In thinking about our Leaders PLG team we are at the stage of building the team to be better. We are starting to see elements of a better team come out in our PLGs.  I'm so impressed when people engage in conflict in a healthy way. We are starting to be able to openly talk about what is happening in each other's schools and to recognise strengths and weaknesses in our situations and maybe each other. People are speaking up and asking questions whereas in the past they have been silent.

If they don’t weigh in, then they won’t buy in.

In working towards being collaborative we are using questions and giving autonomy to the members of the group. We looked at what leading by example meant for each of the leader's role in their school and recorded what we each saw as good practice on a shared sheet. 

We then focussed on three specific areas to discuss: 
  • attend and run toolkits
  • use visible teaching on a site and visible learning on a blog
  • participate in google+ communities

We were able to have discussions where not everyone agreed and we focussed on the topic rather than the individual. Sometimes we have agreed to disagree, for the moment at least, as beliefs are challenged.

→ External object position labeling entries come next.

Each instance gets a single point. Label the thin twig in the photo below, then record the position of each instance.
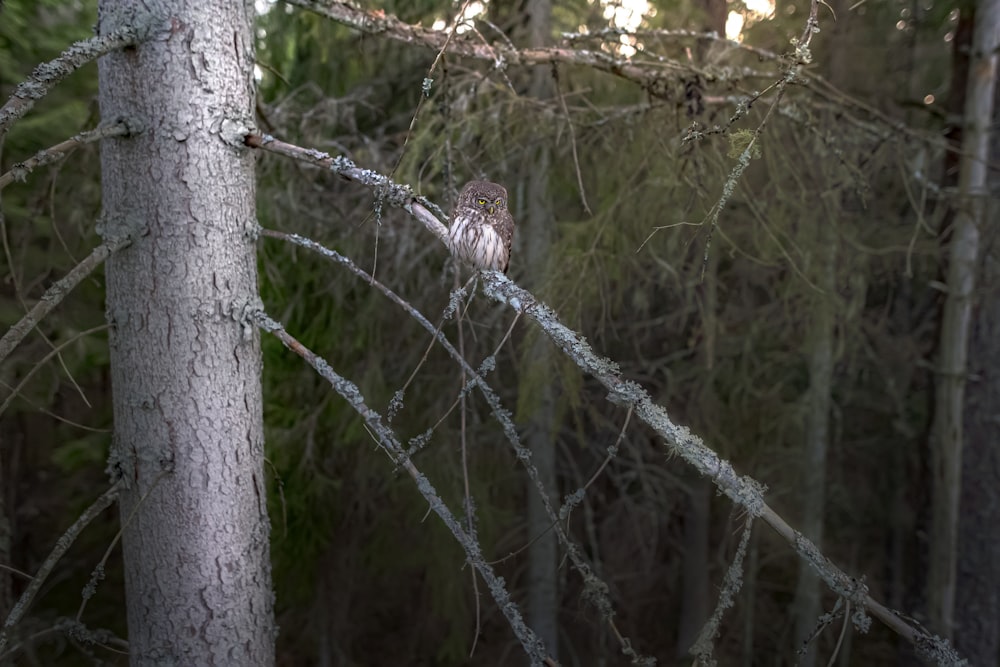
(388, 441)
(19, 172)
(47, 75)
(62, 545)
(55, 294)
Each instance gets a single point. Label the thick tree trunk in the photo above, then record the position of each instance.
(963, 255)
(185, 368)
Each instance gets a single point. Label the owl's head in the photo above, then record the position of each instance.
(490, 197)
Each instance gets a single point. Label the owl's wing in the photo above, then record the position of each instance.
(507, 236)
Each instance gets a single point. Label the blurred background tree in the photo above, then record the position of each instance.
(802, 350)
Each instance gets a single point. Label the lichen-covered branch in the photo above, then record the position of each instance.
(19, 172)
(393, 194)
(54, 295)
(655, 79)
(745, 491)
(62, 545)
(532, 645)
(47, 75)
(597, 590)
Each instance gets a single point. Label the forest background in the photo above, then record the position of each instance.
(756, 234)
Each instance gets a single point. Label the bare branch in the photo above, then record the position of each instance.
(19, 172)
(744, 491)
(533, 646)
(394, 194)
(47, 75)
(653, 79)
(55, 294)
(62, 545)
(596, 589)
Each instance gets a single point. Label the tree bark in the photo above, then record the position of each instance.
(977, 618)
(185, 366)
(817, 432)
(543, 575)
(963, 254)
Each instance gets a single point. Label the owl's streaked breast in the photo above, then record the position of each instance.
(476, 242)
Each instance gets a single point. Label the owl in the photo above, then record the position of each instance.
(481, 226)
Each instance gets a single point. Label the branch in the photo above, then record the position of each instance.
(62, 545)
(533, 646)
(596, 589)
(47, 75)
(743, 490)
(55, 294)
(19, 172)
(392, 193)
(378, 22)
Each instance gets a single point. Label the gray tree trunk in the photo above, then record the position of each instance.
(817, 431)
(530, 23)
(186, 372)
(977, 618)
(947, 435)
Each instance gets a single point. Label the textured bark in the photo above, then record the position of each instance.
(185, 367)
(963, 255)
(817, 432)
(529, 23)
(543, 575)
(977, 618)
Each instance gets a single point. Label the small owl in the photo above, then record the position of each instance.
(481, 226)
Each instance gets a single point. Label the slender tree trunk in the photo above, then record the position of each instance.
(817, 431)
(977, 618)
(696, 593)
(185, 367)
(963, 254)
(529, 23)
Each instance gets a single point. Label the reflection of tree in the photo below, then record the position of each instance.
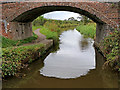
(84, 43)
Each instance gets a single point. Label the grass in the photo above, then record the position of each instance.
(9, 43)
(36, 27)
(13, 58)
(88, 30)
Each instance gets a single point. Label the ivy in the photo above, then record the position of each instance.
(110, 48)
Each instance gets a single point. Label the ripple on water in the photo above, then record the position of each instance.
(75, 57)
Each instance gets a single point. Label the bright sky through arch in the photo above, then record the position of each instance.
(60, 15)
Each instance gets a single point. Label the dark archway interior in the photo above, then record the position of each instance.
(30, 15)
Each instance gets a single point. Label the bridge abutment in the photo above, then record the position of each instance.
(102, 30)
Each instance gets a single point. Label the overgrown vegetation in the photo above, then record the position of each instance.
(110, 48)
(13, 59)
(88, 30)
(9, 43)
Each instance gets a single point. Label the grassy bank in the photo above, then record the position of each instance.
(110, 48)
(88, 30)
(13, 59)
(9, 43)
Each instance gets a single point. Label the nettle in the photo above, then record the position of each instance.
(111, 50)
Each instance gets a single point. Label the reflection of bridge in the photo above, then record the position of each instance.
(17, 16)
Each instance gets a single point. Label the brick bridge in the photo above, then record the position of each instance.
(17, 16)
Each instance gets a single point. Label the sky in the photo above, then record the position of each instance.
(61, 15)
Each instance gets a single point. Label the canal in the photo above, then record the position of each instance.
(76, 64)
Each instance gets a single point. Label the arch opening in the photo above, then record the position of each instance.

We can still work in a range of areas. Perhaps the next is holding one another accountable and our regular PLGs are the obvious place to do this. We need to recognise and decide how we can achieve our shared goals rather than just our school goals. We have started with a few small things such as agreeing on when testing and moderation will occur as a cluster. The shift in thinking is one that needs to occur at all levels of the cluster; principal, leaders, teachers, support staff and learners. It is one that will be tested as we continue to look at cluster-wide data and agree on an achievement challenge. 

As one of the leaders of the PLG I am challenged by the ideas about what I need to be so as to effectively help the team to function well. I choose to have these roles as goals, to be open and accountable, to seek feedback and to keep learning. 
We are in the same waka pulling together. We are not in competition with anyone but we are working towards a common goal of improved student achievement in our low-decile cluster of schools. This is a goal we are all passionate about and we have taken some great steps towards our goal as we build an effective team.